En ce qui concerne le HandBook, en prendre conscience c’est réaliser toutes les connexions que l’on créé automatiquement sans même laisser le temps, la chance et la possibilité que d’autres connexions soient possibles, qu’il existe bien plus que le monde que l’on se fait. Et quand bien même on semble le connaître, ce monde peut changer à tout moment. Rien n’est permanent. 

 

Nicolas Ladino Silva picture

 

Je vous conseille vivement de visionner cette conférence au sujet de la programmation interne.

2 réflexions sur “Les joies du HandBook et de la Programmation Interne

  1. Ashe dit :

    Je me reconnais totalement dans ce mécanisme de pensée à la con. Alors je ne sais pas si je suis hors sujet, m’enfin je tente 🙂
    De nature oversensible, il y a parfois où j’ai tendance à sur-analyser une situation où j’ai senti un malaise ou une réaction anormale. Pourquoi la personne a réagit ainsi ? Ai-je dit quelque chose de blessant ? Pourquoi la personne a haussé son sourcil ? Nianiania. Un truc pas normal à mes yeux et hop, c’est parti pour que ça parte en couilles dans ma tête et que je me questionne et me repasse la scène en boucle.
    Je fais souvent des feedbacks de ce que je viens de vivre xD
    Ca m’arrive beaucoup au travail où les gens sont en perpétuel jugement sur tout le monde.

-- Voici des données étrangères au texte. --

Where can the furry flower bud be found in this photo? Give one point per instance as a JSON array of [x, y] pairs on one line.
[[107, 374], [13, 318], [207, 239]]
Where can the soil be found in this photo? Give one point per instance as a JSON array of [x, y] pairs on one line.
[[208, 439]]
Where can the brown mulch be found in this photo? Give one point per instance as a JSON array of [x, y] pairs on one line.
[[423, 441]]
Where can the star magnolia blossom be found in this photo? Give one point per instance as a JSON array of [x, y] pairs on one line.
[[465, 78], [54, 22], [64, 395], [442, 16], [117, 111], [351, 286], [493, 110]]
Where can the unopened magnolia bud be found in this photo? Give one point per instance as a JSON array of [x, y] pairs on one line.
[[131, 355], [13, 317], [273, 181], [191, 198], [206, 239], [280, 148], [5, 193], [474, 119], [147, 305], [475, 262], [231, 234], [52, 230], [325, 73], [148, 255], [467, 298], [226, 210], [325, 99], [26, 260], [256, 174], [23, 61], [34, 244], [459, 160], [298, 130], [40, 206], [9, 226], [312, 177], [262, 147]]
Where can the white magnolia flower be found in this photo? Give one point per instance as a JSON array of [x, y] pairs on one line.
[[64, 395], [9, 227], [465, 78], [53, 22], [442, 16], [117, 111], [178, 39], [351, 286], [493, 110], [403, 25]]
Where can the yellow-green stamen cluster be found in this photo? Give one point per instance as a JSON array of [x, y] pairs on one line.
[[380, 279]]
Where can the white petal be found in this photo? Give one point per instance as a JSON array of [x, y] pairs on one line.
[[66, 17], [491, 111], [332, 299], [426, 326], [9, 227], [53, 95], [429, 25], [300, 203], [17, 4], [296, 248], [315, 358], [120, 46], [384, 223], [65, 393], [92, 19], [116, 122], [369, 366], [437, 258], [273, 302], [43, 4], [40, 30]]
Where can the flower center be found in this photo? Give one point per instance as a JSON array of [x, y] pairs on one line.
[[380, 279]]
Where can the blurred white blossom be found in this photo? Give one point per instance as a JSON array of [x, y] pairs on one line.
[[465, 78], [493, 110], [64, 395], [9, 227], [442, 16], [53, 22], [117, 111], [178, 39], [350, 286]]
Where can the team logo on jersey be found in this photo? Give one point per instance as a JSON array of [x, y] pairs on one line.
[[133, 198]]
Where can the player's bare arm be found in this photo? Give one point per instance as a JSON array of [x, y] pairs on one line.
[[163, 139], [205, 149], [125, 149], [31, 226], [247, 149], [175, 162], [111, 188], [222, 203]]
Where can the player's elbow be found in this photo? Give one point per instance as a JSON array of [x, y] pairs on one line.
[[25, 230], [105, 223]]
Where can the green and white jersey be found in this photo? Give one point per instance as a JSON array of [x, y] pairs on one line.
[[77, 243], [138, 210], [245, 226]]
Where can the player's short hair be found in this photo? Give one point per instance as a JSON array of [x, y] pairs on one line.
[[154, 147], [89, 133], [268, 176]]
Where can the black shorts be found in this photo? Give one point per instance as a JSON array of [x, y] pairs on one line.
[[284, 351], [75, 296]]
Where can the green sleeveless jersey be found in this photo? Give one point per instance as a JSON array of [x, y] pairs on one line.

Et on se pose des questions et on se prend la tête à décortiquer des situations qui parfois sont… dérisoires.
    Et tout ça est lié à un sentiment qu’on a éprouvé, majoritairement un sentiment pas cool.

    La notion du « handbook » est hyper intéressante, c’est tellement le quotidien ^^ et c’est fait de manière automatique, ça en devient flippant, mais inutile de contrôler, en vain.
    Et merci pour ces prénoms fabuleux cités dans tes exemples !
    Il faut en effet prendre du recul et analyser les situations pour pouvoir réellement percevoir la personne que l’on a en face de soi.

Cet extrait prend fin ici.